Hi,
I have from two different RNAseq experiments one has expression values in RPKM and the other has expression values in FPKM.
I would like to know if there is a way to compare gene expression between the two experiments.
Thank you in advance
Hi,
I have from two different RNAseq experiments one has expression values in RPKM and the other has expression values in FPKM.
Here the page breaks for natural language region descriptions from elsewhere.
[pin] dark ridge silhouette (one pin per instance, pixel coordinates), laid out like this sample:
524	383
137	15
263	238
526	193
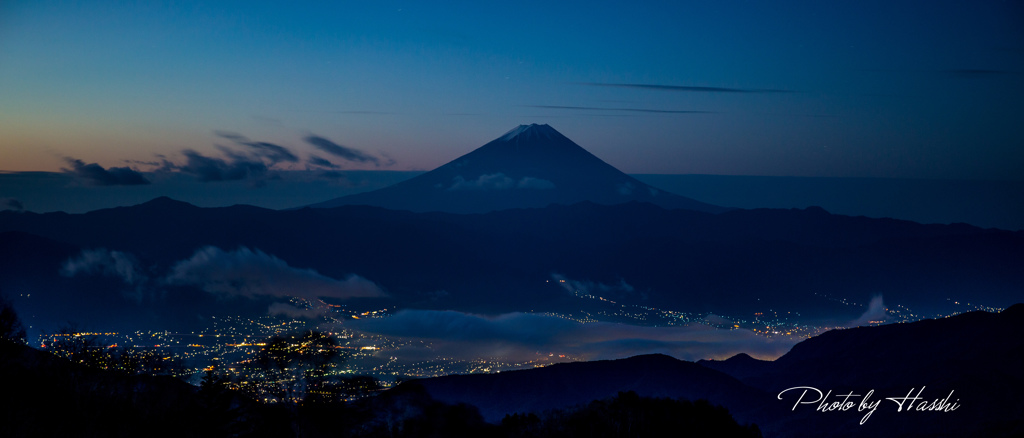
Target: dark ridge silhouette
566	385
528	167
50	396
727	261
975	358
I would like to know if there is a way to compare gene expression between the two experiments.
Thank you in advance
Were these data processed using the same pipeline? I mean, were the reads preprocessed, aligned, and "gene counted" uniformly? If not, I'd start by doing that.
Or is one of them RPKM and the other FPKM simply because one is single end vs. paired end?
Or?
Thanks Steve for your reply.
Both are paired-end reads one was processed using Tophat-cufflinks pipeline and the other was aligned to using bwa and then RPKM was calculated.
Just for curiosity, Is there any way of comparing RPKM and FPKM in case of one is single end vs. paired end?What about if both are paired end processed in same way but have expression values in different units such as RPKM,FPKM,..etc??
Hi Asma,
What would you like to compare? If it is statistical analysis, I would recommend to drop the RPKM and FPKM values and start aligning both sets with the same aligner. Then use raw counts in limma of edgeR for proper statistical analysis.
Good luck!
Ben
Hi,
Thanks Ben for reply. I would like to plot heat map for selected genes in the two studies.
I appreciate if any one can answer the this question:
Just for curiosity, Is there any way of comparing RPKM and FPKM in case of one is single end vs. paired end?What about if both are paired end processed in same way but have expression values in different units such as RPKM,FPKM,..etc??
Thank you.
As far as I understand, RPKM = FPKM for single-end read experiments. If you have paired-end experiments you should call it FPKM. I think your problem is that different pipelines, use different methods to calculate RPKM/FPKM values. So if you want to compare RPKM/FPKM values between experiments, try to use the same method to produces these values. If you don't you will have technical differences, which are in biological sense not very interesting. Correct me if I am wrong!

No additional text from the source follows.